EOG Resources' senior notes (A3/A-) sold on Thursday firmed in the secondary market, traders said Friday.

"Two to three basis points better on both of them," one trader said.

EOG Resources priced $1.5 billion of senior notes in three parts on Thursday, including three-year floating-rate notes priced at par to yield Libor plus 75 bps.

A $400 million tranche of 2.5% notes due 2016 priced at a spread of Treasuries plus 105 bps.

EOG's notes due 2016 traded Friday afternoon at 103 bps bid, 98 bps offered, a source said. The notes opened the day firmer at 101 bps bid, 100 bps offered, a source said.

Near the market close, another trader saw the notes 1 bp tighter on the bid side at 102 bps bid, 98 bps offered.

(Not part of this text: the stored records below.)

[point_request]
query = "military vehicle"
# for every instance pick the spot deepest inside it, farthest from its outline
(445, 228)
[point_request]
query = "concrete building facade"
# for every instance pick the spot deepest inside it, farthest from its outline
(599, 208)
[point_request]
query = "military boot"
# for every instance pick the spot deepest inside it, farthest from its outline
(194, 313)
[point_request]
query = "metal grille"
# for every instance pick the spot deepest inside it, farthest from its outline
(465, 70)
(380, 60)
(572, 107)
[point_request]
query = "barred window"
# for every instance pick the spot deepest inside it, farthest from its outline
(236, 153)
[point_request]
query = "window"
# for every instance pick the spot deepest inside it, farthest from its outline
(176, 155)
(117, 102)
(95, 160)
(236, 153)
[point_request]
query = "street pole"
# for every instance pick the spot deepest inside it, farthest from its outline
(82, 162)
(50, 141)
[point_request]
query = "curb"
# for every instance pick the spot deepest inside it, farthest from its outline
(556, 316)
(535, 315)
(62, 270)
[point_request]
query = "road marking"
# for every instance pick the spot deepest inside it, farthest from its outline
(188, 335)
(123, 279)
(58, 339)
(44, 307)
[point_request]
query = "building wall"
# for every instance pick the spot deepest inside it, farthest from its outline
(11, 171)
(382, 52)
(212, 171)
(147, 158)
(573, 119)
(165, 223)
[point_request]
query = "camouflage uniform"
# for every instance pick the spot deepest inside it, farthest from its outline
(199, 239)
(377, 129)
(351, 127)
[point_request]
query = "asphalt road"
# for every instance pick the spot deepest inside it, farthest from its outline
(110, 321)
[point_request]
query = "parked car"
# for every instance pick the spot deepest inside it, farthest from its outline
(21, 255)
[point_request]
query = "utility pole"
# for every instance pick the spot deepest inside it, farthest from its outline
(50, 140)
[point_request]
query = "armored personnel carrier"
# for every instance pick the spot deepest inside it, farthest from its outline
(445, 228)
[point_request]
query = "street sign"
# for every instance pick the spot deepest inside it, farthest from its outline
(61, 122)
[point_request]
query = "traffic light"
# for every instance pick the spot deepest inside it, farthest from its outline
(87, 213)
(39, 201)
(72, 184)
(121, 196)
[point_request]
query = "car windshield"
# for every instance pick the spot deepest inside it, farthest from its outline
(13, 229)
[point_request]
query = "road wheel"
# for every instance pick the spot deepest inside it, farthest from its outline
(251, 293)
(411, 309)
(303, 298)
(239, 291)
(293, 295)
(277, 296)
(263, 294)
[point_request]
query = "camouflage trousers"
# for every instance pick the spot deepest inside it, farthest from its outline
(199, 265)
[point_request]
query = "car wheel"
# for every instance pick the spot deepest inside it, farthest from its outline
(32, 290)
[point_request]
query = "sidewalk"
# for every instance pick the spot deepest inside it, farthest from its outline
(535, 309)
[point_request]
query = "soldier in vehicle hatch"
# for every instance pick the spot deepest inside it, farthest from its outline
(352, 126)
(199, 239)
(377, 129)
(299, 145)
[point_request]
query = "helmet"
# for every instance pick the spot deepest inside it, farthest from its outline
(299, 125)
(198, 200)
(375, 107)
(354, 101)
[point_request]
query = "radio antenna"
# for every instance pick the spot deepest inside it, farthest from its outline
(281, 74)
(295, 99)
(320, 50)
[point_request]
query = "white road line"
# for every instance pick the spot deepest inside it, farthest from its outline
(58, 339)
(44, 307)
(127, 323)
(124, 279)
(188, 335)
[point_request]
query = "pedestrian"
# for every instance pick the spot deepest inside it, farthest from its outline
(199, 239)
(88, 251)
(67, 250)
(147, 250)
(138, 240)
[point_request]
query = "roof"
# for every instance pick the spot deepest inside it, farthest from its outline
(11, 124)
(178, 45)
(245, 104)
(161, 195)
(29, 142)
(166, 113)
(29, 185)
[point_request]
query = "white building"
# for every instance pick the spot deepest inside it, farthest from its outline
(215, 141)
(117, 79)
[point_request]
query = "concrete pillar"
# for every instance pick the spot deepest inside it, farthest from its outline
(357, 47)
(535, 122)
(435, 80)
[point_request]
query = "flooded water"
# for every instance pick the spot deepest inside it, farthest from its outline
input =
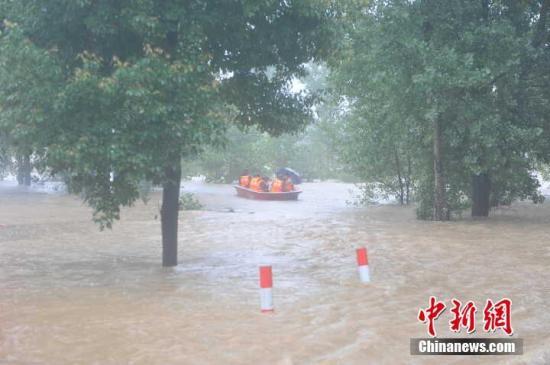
(70, 294)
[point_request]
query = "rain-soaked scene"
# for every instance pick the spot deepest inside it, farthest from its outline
(274, 182)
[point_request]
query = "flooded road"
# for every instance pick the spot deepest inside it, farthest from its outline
(70, 294)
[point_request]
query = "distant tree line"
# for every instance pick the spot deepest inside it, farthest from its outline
(447, 101)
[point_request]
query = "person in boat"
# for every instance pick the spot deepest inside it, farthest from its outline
(277, 184)
(264, 184)
(255, 183)
(287, 184)
(244, 179)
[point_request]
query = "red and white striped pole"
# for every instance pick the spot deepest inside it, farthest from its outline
(363, 265)
(266, 285)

The second tranche of $750 million of 4.1% notes due 2021 priced at 125 bps over Treasuries.

The notes due 2020 firmed a point off the morning to 124 bps bid, 119 bps offered and continued to tighten over the afternoon to 122 bps bid, 121 bps offered, traders said.

The oil and natural gas company is based in Houston.

Lowe's older debt widens

Lowe's priced $1 billion of senior notes (A1/A/A) in two parts on Wednesday, which firmed in light trading, while the company's debt sold earlier this year widened on Friday, a trader said.

Lowe's on Wednesday sold $475 million of 2.125% notes due 2016 at a spread of Treasuries plus 68 bps.

In Friday's secondary market, the notes due 2016 tightened to 65 bps bid, 61 bps offered. As the market wound to a close, another trader saw the notes a point tighter on the bid side.

Lowe's also sold $525 million of 3.75% notes due 2021 at a spread of 88 bps over Treasuries. Early in the day, a trader quoted the notes at 84 bps bid, 81 bps offered.

The tranche firmed to 83 bps bid, 80 bps offered in trading. Ending the day, one trader quoted the notes slightly weaker at 84 bps bid, 82 bps offered.

Also in the secondary market, Lowe's existing 5.8% bonds due 2040, which priced on April 12 at a spread of 110 bps over Treasuries, were quoted wider at 118 bps bid, 113 bps offered, a trader said.

The home improvement retailer is based in Mooresville, N.C.

ACE INA weakens on bid side

ACE INA's $700 million of 5.875% five-year senior notes (A3/A-) priced to yield Treasuries plus 108 bps on Thursday and widened on the bid side in the secondary market, traders said.

The notes were quoted at 113 bps bid, 108 bps offered.

Zurich-based ACE INA, a subsidiary of ACE Group Holdings, Inc., operates as an insurance and reinsurance company in the United States and internationally.